Althengstett - Ohne Hermann-Hesse-Bahn kommt es für Althengstett und den gesamten Landkreis teurer als mit dem ehrgeizigen Schienenprojekt – das sagten Landrat Helmut Riegger und Bürgermeister Clemens Götz am Mittwochabend zur geplanten Reaktivierung der Bahnverbindung zwischen Weil der Stadt und Calw.
Die Bevölkerung in den Anliegerkommunen soll intensiver über den Fortgang der Planungen für die Hermann-Hesse-Bahn informiert werden. Die erste Abend zu diesem Thema fand am Mittwochabend in der Althengstetter Festhalle statt. Weitere Bürgerinformationsabend sind am 24. Februar in Ostelsheim und am 27. Februar in Calw geplant.
Riegger und Götz gingen auf das Projekt "Anschluss Zukunft" ein. Die Hesse-Bahn sei unverzichtbar, um nicht vom Ballungsraum Sindelfingen/Böblingen und der Landeshauptstadt abgehängt zu werden – in wirtschaftlicher und touristischer Sicht ebenso wie im Hinblick auf den demografischen Wandel. Das Schienenprojekt werde die Attraktivität des Wohn -und Gewerbestandorts erheblich steigern. "Man darf nicht nur an die Auspendler denken, sondern auch die Fachkräfte, die wir hier brauchen", sagte Riegger.

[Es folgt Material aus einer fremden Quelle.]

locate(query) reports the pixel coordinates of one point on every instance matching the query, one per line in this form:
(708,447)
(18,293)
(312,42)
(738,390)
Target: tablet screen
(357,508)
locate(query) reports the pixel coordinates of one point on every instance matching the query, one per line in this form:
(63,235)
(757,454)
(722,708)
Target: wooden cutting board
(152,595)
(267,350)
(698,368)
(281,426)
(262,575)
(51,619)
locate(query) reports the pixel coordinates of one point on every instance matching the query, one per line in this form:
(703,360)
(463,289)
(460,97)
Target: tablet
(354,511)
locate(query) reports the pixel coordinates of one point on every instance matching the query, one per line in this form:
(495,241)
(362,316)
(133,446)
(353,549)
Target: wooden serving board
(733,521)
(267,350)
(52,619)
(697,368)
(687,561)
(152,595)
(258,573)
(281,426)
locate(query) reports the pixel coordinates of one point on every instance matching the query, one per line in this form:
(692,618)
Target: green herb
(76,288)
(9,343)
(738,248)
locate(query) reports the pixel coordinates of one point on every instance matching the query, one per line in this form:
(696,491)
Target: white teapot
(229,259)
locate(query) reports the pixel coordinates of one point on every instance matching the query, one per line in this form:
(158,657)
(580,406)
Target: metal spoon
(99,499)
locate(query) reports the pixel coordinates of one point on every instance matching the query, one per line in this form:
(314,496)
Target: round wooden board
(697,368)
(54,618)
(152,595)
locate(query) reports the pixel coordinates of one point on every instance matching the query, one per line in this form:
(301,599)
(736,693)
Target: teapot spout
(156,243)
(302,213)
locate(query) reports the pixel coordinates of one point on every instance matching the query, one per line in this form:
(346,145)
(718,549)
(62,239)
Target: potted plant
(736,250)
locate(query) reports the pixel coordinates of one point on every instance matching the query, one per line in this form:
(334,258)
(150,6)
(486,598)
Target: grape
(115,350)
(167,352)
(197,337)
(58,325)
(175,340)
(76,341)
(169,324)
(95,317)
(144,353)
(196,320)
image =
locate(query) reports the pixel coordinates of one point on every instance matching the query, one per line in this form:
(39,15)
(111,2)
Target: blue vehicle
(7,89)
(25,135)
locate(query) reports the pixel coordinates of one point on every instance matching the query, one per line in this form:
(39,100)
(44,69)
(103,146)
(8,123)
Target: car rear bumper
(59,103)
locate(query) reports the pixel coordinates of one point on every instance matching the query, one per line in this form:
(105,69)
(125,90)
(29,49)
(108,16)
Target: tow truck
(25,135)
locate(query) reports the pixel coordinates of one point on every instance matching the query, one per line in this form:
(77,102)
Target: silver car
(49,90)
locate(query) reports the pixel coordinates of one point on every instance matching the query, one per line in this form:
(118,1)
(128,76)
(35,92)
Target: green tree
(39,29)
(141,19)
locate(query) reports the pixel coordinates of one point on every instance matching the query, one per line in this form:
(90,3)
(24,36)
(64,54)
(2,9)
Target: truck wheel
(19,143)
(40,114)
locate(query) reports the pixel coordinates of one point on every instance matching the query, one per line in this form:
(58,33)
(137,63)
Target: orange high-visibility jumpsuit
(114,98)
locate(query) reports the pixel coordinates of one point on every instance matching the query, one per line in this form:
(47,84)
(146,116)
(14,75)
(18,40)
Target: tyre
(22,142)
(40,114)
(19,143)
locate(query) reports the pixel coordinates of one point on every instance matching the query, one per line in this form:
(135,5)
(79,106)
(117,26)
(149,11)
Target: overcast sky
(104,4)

Weitsichtiges Handeln zeichne die Gemeinde Althengstett aus, betonte Götz. Das habe sich bereits beim Gerhard-Schanz-Sportzentrum, beim Schulzentrum und beim Ausweisen des Gewerbegebiets gezeigt. Schon in früheren Zeiten sei immer Wert darauf gelegt worden, vorne zu sein. Auch die Hermann-Hesse-Bahn sei für die Gäugemeinde zukunftsweisend. Die Ortsteile würden einen Gewinn aus der S-Bahn ziehen, weil sich der Busverkehr künftig Richtung Althengstett und nicht gen Weil der Stadt und Calw orientiere.
Haltepunkt auf Gelände des Verkehrsübungsplatzes
Michael Stierle, im Landratsamt zuständig für den Öffentlichen Personennahverkehr (ÖPNV) und damit auch für das Projekt Hesse-Bahn, ging unter anderem auf die Projektentwicklung und die Standardisierte Bewertung ein, mit der nach festen Kriterien untersucht wird, ob ein Projekt wirtschaftlich und damit förderfähig ist.
Der künftige Althengstetter Haltepunkt soll auf dem Gelände des jetzigen Verkehrsübungsplatzes gebaut werden. Mit Angaben zu den beiden Bahnübergängen im Ort – Ortseinfahrt an der Bundesstraße und im Bereich des ehemaligen Edeka-Markts – nahm Stierle Fragen aus dem Publikum vorweg. Befürchtet wird von der Bevölkerung nämlich, dass es an den Schranken zu Rückstaus kommen wird. Davon geht der Projektleiter nicht aus: "Am Ortseingang werden die Fahrzeuge 53 Sekunden stoppen müssen, innerorts 48 Sekunden".
Eine weitere Sorge der direkten Bahnanlieger ist der Schallschutz. Der Landrat sagte zu, die Anwohner zu Gesprächen einladen zu wollen. Es werde auf jedes Gebäude eingegangen und Messdaten würden offengelegt.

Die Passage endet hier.